Teach Readers How to Skim Long Texts
In anticipation of long reading passages on standardized tests, some teachers are naturally concerned with how their lower, slower, and/or unmotivated readers will perform. One simple strategy to support these students is to teach them how to skim. However, skimming is not reading faster; it’s reading more efficiently. Skimming involves reading key portions of a passage to glean the gist.
Teach skimming using informational text first.
- Read the introductory paragraph(s). The first paragraph (or two) of informational text contains the general topic, its narrow focus, and key points. Consequently, for the gist, students must carefully read this to know what the text will be about.
- Read the first sentence of each body paragraph.
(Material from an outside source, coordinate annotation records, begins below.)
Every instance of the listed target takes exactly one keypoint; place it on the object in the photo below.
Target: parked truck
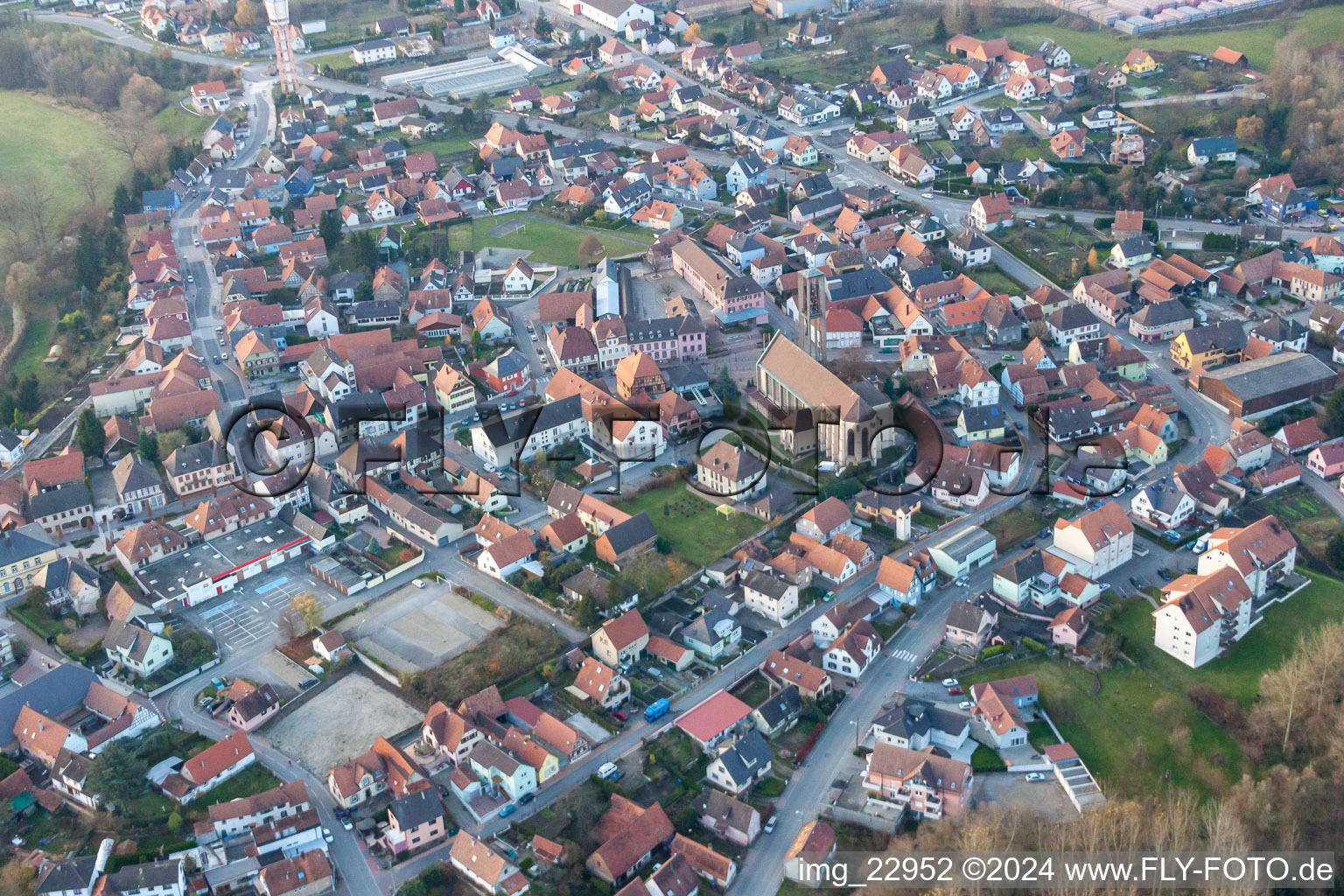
(656, 710)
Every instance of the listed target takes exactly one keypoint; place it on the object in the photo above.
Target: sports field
(1324, 24)
(550, 242)
(38, 138)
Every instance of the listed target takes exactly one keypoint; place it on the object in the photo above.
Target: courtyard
(416, 629)
(341, 722)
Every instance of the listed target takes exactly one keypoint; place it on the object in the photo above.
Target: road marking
(269, 586)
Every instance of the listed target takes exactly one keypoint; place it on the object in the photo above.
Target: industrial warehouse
(1266, 384)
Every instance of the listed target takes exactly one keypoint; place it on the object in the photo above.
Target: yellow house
(1143, 444)
(1206, 346)
(978, 424)
(1138, 62)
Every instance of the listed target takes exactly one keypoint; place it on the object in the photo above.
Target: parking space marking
(240, 625)
(272, 584)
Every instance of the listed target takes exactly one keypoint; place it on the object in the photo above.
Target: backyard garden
(691, 526)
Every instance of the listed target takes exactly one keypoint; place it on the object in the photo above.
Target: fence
(185, 677)
(386, 675)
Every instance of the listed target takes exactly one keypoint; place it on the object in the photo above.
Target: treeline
(75, 65)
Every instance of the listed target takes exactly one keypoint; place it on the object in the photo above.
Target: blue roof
(1214, 145)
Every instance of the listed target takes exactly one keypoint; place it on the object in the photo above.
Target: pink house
(1068, 627)
(1326, 461)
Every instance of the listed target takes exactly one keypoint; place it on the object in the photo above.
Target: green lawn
(39, 624)
(1306, 514)
(1236, 673)
(444, 145)
(690, 522)
(1113, 727)
(32, 352)
(985, 760)
(550, 242)
(1012, 527)
(1326, 24)
(182, 127)
(38, 140)
(340, 60)
(996, 281)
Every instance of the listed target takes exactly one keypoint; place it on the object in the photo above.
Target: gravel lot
(1012, 790)
(341, 723)
(416, 629)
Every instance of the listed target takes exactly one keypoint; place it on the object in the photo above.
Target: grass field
(690, 522)
(179, 125)
(1011, 527)
(1238, 673)
(550, 242)
(339, 60)
(1123, 740)
(38, 140)
(1326, 24)
(32, 352)
(1306, 514)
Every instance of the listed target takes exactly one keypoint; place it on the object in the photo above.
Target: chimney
(104, 852)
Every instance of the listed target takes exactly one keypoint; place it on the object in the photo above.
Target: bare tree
(22, 288)
(14, 218)
(40, 200)
(130, 133)
(654, 261)
(87, 168)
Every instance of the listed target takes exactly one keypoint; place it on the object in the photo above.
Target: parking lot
(250, 612)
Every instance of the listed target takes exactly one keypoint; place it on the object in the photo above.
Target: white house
(519, 277)
(373, 52)
(769, 595)
(1201, 615)
(1263, 552)
(1097, 542)
(852, 652)
(613, 15)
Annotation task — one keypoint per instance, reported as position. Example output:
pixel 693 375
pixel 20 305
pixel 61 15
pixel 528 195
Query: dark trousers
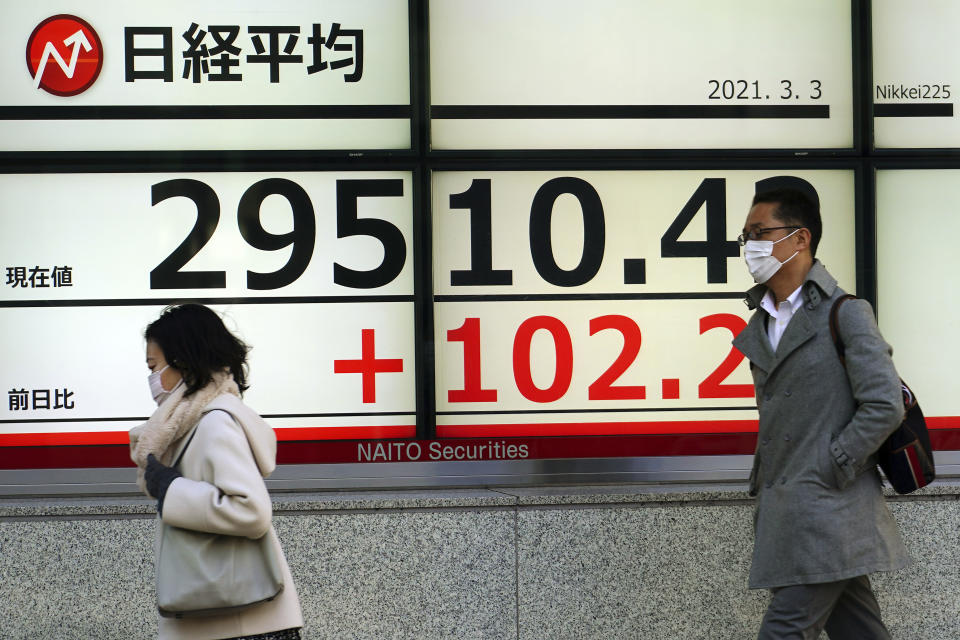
pixel 846 610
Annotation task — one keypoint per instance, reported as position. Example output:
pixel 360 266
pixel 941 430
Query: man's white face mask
pixel 759 257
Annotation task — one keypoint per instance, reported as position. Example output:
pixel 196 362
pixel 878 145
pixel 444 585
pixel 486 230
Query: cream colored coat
pixel 222 491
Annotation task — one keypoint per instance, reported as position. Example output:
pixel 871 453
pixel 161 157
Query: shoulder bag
pixel 906 456
pixel 207 574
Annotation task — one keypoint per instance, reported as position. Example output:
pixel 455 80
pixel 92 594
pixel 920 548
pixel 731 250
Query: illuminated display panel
pixel 916 74
pixel 916 266
pixel 562 308
pixel 180 76
pixel 690 74
pixel 90 259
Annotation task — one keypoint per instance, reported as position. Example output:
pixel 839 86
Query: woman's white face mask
pixel 156 386
pixel 760 260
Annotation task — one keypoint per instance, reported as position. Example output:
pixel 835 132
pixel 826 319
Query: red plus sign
pixel 368 366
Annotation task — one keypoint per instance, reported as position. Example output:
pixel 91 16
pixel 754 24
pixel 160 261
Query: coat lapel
pixel 754 344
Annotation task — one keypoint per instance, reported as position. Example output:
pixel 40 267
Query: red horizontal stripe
pixel 87 438
pixel 596 428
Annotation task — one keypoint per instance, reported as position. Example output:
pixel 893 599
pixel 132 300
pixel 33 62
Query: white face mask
pixel 156 386
pixel 760 261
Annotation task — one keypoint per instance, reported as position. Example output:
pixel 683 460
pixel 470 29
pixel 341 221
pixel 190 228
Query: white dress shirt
pixel 780 318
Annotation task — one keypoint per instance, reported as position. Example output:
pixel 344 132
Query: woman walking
pixel 203 455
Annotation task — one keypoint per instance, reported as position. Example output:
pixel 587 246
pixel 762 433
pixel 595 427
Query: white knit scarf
pixel 172 420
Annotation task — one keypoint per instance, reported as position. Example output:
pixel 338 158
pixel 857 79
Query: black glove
pixel 158 477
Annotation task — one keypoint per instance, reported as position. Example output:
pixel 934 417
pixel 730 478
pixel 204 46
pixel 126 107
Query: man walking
pixel 821 523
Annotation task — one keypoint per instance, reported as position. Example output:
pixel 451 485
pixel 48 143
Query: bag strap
pixel 834 326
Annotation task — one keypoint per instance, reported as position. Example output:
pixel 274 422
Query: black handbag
pixel 906 456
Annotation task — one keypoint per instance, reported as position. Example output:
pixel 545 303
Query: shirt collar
pixel 795 300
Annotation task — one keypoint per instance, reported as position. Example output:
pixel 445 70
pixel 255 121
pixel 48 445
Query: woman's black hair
pixel 196 343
Assuming most paragraphs follow a traditional structure of topic sentences/supporting details, these first sentences of informational text will identify the big ideas.
- Read the final paragraph. These last sentences recap key points and provide the so what? for the reader. This often includes an appeal to action, a big aha, or a final remark.
After reading these selective portions carefully, students are prepared to navigate the test questions. Although some questions require students to read body paragraphs, they now know which paragraph contains the specific details they need.
Unlike informational text, narrative paragraphs don’t follow a predictable pattern. (Sometimes they are extra-long and descriptive. Other times they may be one-sentence dialogue exchanges.) In addition, since stories follow a plot exposition map, comprehending the gist requires students to discover the conflict, climax, and conclusion. This requires a different skimming strategy.
- Read the first few paragraphs. Students are looking for two key elements in literature–the main characters and the conflict(s).
- Jump to the last two paragraphs to identify the climax and resolution. To have a thorough gist of literature, students need to know how the problem (revealed at the beginning) was finally addressed. This isn’t found in the middle of the story! It’s right before the end–usually in the second-to-last paragraph. Read these final paragraphs to discover the climax and then the outcome/resolution.
It should be noted that skimming is not a permanent substitute for a thorough reading of the text. But, on time-sensitive tasks like standardized tests, some readers need alternative strategies to increase their likelihood of getting through all the material.